Job 5 – Upgrade Cold Air Induction Kits
These vehicles utilise the Mitsubishi new style Hot Wire MAF sensor. These vehicles, as we know run very rich from factory.
There have been a lot of DYI customers fitting CAI (Cold Air Induction) and SRI (Short Ram Intake) kits to there vehicles with mixed results.
As can be seen from our own efforts, this is understandable when you look at the dramatic differences it makes to the Air Fuel Ratio’s of the vehicle.
We first after doing our back to back test on the baseline dyno run, fitted a K&N panel replacement air filter to the vehicle. We did not include a dyno printout, because essentially, we got no increase or decrease in power from the unit. We explain this, by the sheer fact the stock air intake box set-up, is quite restrictive in factory form.
It has a very small opening at the front, with holes drilled into the base around 1/3rd the way back as it sucks air from within the engine bay, and is also heated up by its proximity to the radiator.
The size of the set-up is virtually fixed in the amount of air it can pull at one time.
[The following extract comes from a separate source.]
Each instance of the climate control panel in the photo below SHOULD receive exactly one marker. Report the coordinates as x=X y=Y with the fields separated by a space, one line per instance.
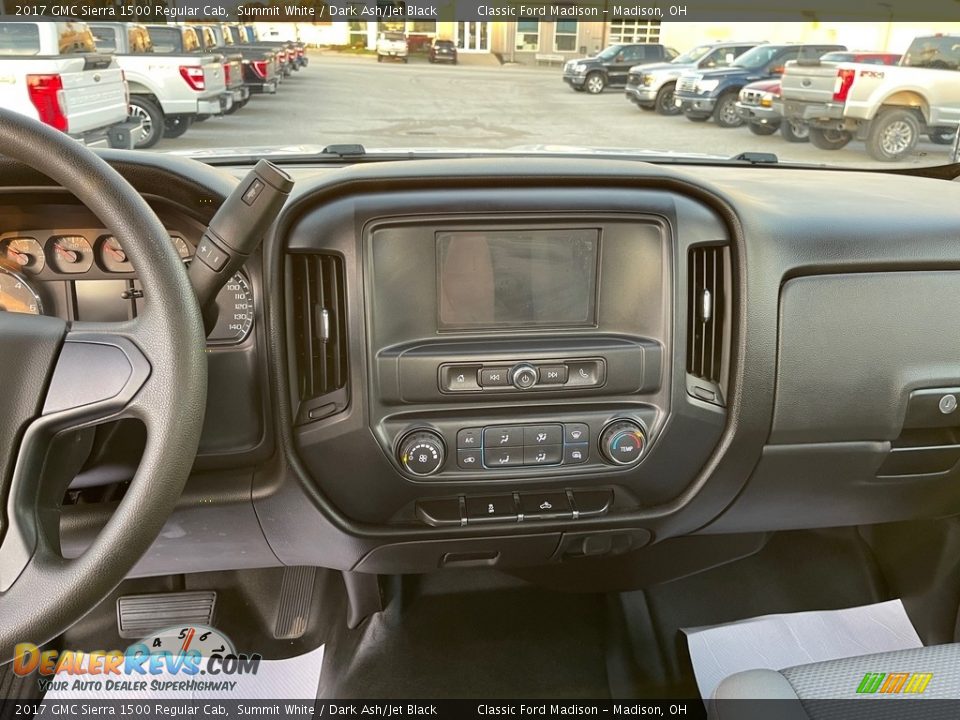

The K&N panel filter, whilst it can flow better is being hampered by the fact that it cannot get any more air being pulled through the factory inlet setup.
The next step was to manufacture a new complete cold air kit for the vehicle. We did this by utilising the K&N Apollo Cold Air kit. We replaced the factory piping, with a new 90 degree silicon elbow which utilises smooth piping. We then cut out of the factory air box the piping that the MAF sensor screws into, giving us an easy 30cm of length of smooth piping.
This was cleaned and buffed, making it a very easy DIY job. This was fitted into the silicon elbow, and we then placed the enclosed K&N air box onto the end of this.
At this point we know have either a SRI system for those wanting that type of system, or can add the additional K&N piping to pull cold air from the front bumper location.
We did both systems, and surprisingly, found that both the SRI and CAI set-up produced the same horsepower levels. Below are the dyno graph printouts.
We tested three variations of air induction kits being
(1) Utilising the Apollo kit as a SRI system sucking from the larger air inlet, pulling air from the rear of the engine bay
(2) Adapting the pipe work from the K&N Apollo kit onto the factory air inlet tubing for a cold air feed
(3) Utilising the full setup of the K&N Apollo Kit and sucking form the inside guard of the vehicle for a complete cold air feed
The results were interesting, especially when you do a comparison against the same tests done on the 4B12 Mivec engine.
We also took the opportunity, utilising EvoScan data logging technology, to record the average air intake temperature from each test.
The first test resulted in a loss of horsepower and torque over factory with the short ram intake system.
The average air intake temperature was 40 degrees Celsius.
Looking at the dyno graphs it shows that the air/fuel ratio went richer overall which is more than likely the main reason why the vehicle lost power/tq.
With tuning there may be possible gains over a stock air box set-up but the high intake temperatures would never be an optimal situation.
The second test resulted in virtually an identical horsepower / torque result which is not surprising considering we have really just replicated the factory air box set-up.
The average air intake temperature with this system was 36 degrees, which we can take as the factory average as well.
We put part of this down to the factory system utilising heat off the radiator to provide a minimum / constant air temperature.
The third system, was with the full Apollo kit with the piping sucking air from inside the front guard.
The average air intake temperature dropped down to 30 degrees, even going as low as 28 degrees.
The vehicle produced a slight gain in power / torque.
Once again, the air fuel ratio’s richened up over the factory levels indicating that great power gains are obviously available.
What is interesting, is that in comparison to the overly rich tune on the 4B12 engines, which leaned out with the fitment of the very same cold air induction kits, the 4B11 motor richened up instead.
We believe this is due to the difference in the engine capacity with the larger engine pulling a greater volume of air with the less restrictive air intake system compared to the smaller 2.0 motor.